24/01/2011

# 20

jonathan yeo, jan svankmejer, camden arts center

weirdest start to the week ever! i was the only student who posted my postcard (i think i misread the brief!) but wendy applauded me for my efforts and congratulated me on having good time management...! i was then encouraged to make a second postcard. a tutor, sam introduced me to the artist jonathan yeo (photograph below). he is a british painter who also works a lot with collage. his images are all taken from porn magazines... sam and i then went to the corner shop to buy a magazine which i could get images from. i chose "filthy wives" magazine. i can't believe i did it.



above is a scan from my second post card "greetings from suburbia!" i wanted my postcard to be appear a lot more subtle than that of yeo's.

wednesday's movie screening brought us 3 shorts films by the surrealist czech artists/animator/film maker jan svankmajer and "fellini satryicon" by federico fellini (who also directed the critically acclaimed film "la dolce vita"). i need to put it out there that this was the weirdest movie session yet. half of the students left during "fellini satryicon". we saw half of the movie (it is originally a 2 hour film) and the dubbed version (it was originally in italian) which wasn't ideal. i thought that even if it was left in it's original italian, the subtitles would've distracted the audience from all of the visuals. it's a very disorientating and disturbing piece of film. "fellini satryicon" is a loose adaption of a book called "satyricon" written approximately 60AD in rome by petronius, emperor nero's personal advisor. the book, like the film has no form or shape... here is the trailer:




i much preferred the films of svankmajer. i had been introduced to his films at the beginning of the year, during the rotation period. we saw "the flat", "dimensions of a dialogue" and "food". he works a lot with stop-motion animation, and uses conventional, familiar objects in the most unfamiliar ways. here is the first part of "food":




our new project to be completed for next friday is entitled "shorts" (for short stories!) we have been given 3 short stories by the author j.g. ballard and we must choose one of them to then produce a series of images for. we have been told that we are not illustrating the story, but interpreting sections or sentences that we particularly like. i chose to focus on "the drowned giant". some of my favourite sentences from the text were "a hundred arms pointed towards the sea", "a dozen ladders swung in the wind" and "a flock of gulls wheeled down from the sky". i have chosen to start illustrating these ones. here are some of my ideas to work on for a final piece.
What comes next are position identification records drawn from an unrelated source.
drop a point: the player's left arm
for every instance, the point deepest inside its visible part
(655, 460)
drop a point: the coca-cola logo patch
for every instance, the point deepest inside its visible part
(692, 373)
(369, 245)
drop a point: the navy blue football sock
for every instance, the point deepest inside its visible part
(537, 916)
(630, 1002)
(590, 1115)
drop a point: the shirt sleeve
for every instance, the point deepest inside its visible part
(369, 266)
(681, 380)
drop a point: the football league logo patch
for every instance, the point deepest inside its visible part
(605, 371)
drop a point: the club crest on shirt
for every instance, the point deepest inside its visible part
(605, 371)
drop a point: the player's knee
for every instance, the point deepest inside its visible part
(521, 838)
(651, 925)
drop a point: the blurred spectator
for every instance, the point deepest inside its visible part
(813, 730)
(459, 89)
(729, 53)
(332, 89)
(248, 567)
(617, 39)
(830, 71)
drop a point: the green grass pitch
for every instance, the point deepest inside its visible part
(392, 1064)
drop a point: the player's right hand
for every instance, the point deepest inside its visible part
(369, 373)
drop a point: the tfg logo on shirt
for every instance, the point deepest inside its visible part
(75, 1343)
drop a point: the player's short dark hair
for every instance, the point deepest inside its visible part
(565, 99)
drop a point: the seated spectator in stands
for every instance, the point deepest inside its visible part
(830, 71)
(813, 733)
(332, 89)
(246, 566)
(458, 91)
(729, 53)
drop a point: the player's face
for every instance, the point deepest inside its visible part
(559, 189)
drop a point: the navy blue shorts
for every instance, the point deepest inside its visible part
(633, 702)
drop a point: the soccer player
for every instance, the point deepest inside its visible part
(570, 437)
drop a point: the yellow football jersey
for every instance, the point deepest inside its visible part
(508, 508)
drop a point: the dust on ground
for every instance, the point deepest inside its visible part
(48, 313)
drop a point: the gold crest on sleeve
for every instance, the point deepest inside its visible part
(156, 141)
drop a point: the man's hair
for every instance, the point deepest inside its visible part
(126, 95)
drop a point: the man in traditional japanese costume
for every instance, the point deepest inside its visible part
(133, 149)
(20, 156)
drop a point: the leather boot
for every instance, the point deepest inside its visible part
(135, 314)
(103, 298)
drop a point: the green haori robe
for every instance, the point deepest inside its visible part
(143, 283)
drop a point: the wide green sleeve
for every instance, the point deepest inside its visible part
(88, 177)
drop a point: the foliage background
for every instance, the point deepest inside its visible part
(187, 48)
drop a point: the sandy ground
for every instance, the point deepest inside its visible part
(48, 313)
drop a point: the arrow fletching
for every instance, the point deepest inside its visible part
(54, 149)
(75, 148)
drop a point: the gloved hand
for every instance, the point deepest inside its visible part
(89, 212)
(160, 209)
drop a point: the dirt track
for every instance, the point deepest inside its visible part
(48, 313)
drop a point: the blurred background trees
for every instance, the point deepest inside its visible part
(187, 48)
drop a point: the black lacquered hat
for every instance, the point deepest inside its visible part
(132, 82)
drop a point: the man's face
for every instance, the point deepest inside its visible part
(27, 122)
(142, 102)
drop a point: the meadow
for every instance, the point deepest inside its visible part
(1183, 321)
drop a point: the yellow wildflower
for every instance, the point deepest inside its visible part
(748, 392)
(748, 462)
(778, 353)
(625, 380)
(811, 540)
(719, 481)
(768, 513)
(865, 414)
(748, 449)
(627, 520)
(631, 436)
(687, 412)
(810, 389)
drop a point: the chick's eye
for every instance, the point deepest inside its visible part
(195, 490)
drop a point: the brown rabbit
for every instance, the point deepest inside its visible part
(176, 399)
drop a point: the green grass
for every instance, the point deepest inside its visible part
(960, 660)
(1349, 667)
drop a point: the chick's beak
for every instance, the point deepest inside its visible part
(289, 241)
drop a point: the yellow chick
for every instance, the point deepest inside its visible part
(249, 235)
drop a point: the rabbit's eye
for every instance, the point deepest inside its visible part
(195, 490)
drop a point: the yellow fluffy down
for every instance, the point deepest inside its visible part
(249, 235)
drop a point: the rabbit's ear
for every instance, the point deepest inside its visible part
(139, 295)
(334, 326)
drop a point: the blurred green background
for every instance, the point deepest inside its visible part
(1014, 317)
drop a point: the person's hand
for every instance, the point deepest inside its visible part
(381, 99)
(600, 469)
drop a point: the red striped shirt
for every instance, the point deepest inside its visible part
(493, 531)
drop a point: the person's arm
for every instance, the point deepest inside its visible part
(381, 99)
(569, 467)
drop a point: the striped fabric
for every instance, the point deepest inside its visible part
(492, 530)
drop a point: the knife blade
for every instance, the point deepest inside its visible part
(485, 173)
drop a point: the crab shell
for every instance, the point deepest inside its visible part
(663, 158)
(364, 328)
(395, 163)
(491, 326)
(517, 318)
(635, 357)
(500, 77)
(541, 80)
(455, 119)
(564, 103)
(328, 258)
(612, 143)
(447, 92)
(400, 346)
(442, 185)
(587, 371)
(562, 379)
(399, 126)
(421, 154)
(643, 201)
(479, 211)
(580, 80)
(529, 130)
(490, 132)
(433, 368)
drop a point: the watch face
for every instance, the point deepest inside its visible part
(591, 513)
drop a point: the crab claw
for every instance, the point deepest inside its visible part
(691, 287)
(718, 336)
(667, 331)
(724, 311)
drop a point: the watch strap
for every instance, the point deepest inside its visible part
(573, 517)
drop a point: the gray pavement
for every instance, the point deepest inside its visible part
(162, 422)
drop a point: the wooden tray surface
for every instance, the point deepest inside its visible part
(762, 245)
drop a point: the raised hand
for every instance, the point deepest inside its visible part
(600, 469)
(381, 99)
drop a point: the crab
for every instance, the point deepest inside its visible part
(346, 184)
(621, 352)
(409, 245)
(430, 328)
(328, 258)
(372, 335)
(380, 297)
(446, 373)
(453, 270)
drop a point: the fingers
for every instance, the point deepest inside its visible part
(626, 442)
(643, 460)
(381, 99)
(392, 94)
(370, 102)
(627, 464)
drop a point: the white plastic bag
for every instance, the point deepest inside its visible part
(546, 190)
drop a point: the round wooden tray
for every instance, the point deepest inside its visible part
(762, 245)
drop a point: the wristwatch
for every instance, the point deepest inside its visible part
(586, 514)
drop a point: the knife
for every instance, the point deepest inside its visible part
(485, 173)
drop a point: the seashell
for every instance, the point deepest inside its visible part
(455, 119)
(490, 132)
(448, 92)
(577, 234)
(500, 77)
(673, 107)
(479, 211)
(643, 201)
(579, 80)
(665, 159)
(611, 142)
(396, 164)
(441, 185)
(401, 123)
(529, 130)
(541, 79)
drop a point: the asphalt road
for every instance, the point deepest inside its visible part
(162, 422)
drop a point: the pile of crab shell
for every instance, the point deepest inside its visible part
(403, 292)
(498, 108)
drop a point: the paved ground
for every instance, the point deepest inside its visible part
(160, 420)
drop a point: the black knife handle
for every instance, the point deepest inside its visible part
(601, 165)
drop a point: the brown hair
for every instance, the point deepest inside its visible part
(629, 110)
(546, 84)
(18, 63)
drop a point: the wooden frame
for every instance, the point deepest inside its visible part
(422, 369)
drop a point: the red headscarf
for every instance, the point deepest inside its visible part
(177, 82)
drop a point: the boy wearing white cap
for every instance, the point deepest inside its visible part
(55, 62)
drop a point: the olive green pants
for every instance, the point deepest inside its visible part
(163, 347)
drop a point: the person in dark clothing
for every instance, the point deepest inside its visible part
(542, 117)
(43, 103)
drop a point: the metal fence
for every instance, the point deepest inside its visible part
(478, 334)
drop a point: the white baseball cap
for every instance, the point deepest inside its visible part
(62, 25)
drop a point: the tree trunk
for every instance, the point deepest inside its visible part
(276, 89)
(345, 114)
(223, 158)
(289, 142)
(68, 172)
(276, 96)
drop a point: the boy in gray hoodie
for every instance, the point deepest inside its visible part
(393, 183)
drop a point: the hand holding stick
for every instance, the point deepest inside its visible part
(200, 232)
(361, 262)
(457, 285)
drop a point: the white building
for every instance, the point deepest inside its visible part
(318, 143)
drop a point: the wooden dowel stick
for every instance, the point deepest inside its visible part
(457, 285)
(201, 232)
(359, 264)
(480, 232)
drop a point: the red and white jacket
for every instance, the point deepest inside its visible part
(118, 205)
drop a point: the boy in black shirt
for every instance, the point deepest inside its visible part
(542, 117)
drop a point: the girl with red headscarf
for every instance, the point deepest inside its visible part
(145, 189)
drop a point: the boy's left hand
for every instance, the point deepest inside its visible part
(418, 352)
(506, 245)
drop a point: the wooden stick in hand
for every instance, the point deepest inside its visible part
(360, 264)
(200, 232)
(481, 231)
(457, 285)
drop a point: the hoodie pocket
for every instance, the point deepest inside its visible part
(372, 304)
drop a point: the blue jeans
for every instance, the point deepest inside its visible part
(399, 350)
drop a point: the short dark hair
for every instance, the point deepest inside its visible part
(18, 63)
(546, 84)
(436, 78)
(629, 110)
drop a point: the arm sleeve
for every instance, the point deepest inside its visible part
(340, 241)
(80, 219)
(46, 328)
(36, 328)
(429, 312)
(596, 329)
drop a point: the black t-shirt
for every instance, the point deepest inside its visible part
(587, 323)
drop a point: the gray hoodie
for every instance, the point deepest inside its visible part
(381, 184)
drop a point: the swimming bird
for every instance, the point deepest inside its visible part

an interesting little article - http://www.bbc.co.uk/news/magazine-12308952

i also trekked all the way to camden arts centre. i don't know whether it was because it was raining, or the fact that it was hard to find, but i was quite disappointed. i think i need to give it a second chance another day. the exhibit that they were displaying was "never the same river (possible futures, possible pasts) which was made up of 30 artists and designers, who had previously exhibited that over the past 50 years. what i found interesting was that the pieces were reinstalled in the position they previously occupied. they were all sharing time as their common theme. some of the biggest names exhibited were francis alÿs, francis bacon, henry moore and christian boltanski.


it was also the vip art fair. it ran exclusively online from the 22nd of january to the 30th. im not too sure whether i was actually meant to be on it, but i registered because i was intrigued!  i understand that it was an oppurtunity for art collectors to access artworks by critically acclaimed  contemporary artists, and to have contact with galleries, but i used it to find out about galleries i haven't heard of yet.  just under 2000 works were exhibited by 140 galleries. the galleries were organized by their location, and then into "emerging" (limoncello, wallspace), "focus", "premier medium" and "premier large" (gagosian, hauser & wirth, miro). with a mass amount of people trying to log in over the first few days, the website temporarily shut down. one online critic labelled renamed vip as "very inactive page". even so, it's reported that on the 28th of january the site had been view 6.2 million times! i thought it was a very interesting, innovative way of trying to display works- almost as if you were visited an actual art fair, but from the comforts of your living room!